Budget 2018: Government to introduce ‘standing deposit facility’
Mumbai: The government has approved the long pending demand of the Reserve Bank of India (RBI) to introduce an uncollaterised deposit facility, adding one more tool to its liquidity management measures.
In his budget speech, finance minister Arun Jaitley said that the government is looking to amend the Reserve Bank of India Act to introduce standing deposit facility or SDF, which will help banks with excess funds to park it with RBI, without having to provide any collateral.
The central bank had recommended this tool following demonetization when banks witnessed a surge in cash deposit leading to a liquidity surplus of Rs4 trillion in March 2017. However, the government was yet to give its approval as it required amendment to the RBI Act.
Separately, a Mint article dated 15 May 2017 had cited that by allowing SDF, the government feared RBI will use this discretion to set an interest rate outside the purview of the monetary policy panel.
SDF was first proposed in the Urijit Patel committee report in January 2014. The new tool will help RBI define a floor rate in the inter-bank market, especially in liquidity surplus conditions. It also gives the central bank a window to intervene in both directions, when needed, to achieve the operating interest rate target.

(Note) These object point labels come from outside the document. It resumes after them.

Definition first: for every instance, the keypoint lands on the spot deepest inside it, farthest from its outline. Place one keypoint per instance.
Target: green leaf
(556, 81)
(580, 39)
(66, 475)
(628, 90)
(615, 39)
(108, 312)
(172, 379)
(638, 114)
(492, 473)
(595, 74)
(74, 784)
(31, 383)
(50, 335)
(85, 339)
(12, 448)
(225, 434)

However bankers feel that the introduction of this facility is ill-timed as liquidity has tightened and system wide loan book grew at 11.1% year-on-year as on 5 January, higher than the deposit growth of 4.5%.
“SDF was required earlier. Neverthless, it is one more monetary instrument to manage surplus liquidity. It may not be used immediately. But it’s good house keeping,” said Jayesh Mehta, managing director and country-treasurer at Bank of America Merrill Lynch.